Systems for detecting a traffic condition are generally modular, so that their individual components are similar in their properties. Likewise, several sensors of the same type are usually used, so that the quality or error rate of these sensors will be the same. It may therefore be advantageous not to have to perform a full or partial reference measurement for each of the sensors of the same type. Another embodiment therefore provides that the results of a reference measurement for a sensor are used as a reference measurement for identically constructed further sensors. The data is then used by the controller to calibrate the sensor nodes associated with the one or more sensors in the Bayesian network. The advantage is an effort, time and cost savings when using sensors of the same or known type.

The invention will be explained in more detail with reference to preferred embodiments with reference to the figures.

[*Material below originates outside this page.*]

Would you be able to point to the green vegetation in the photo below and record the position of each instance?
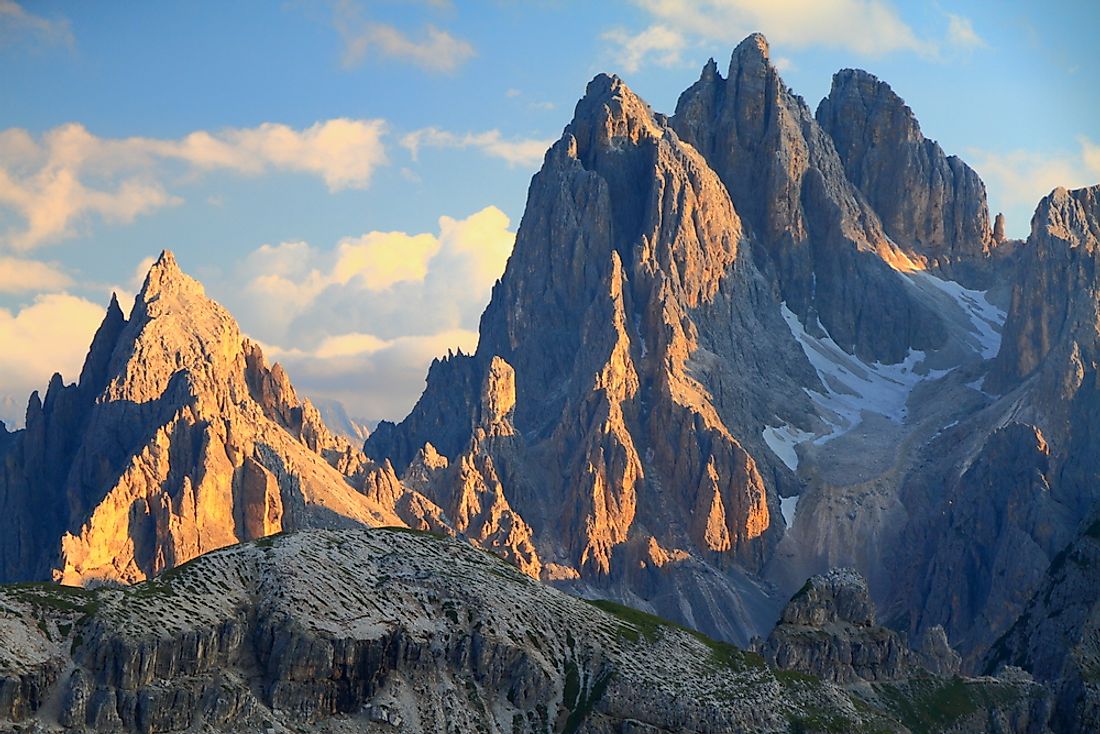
(54, 596)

Hereby show:

1 a schematic representation of an embodiment of the device with n sensors;

2 a schematic representation of a Bayesian network for the fusion of input data with the sensor nodes X ₁ , ..., X _n to a result node Z, which with the in 1 shown device corresponds;

3 a schematic representation of an embodiment of the device with only three sensors for explaining an exemplary calibration of the Bayesian network;

4 a schematic representation of a Bayesian network for the fusion of input data with three sensor nodes X ₁ , X ₂ and X ₃ and a result node Z, which with the in 3 shown device corresponds;

5 a table with exemplary compound probabilities to explain the calibration;

6 a table with the parameters of the exemplary calibrated Bayesian network;

7 a schematic representation of the calibrated Bayesian network with the corresponding probability tables, where evidences are present at two sensors and a sensor provides no data;

8th a schematic representation of the calibrated Bayesian network with the corresponding probability tables, where evidence is present at all three sensors;

9 a schematic flow diagram of the method for estimating a real traffic condition by n sensors.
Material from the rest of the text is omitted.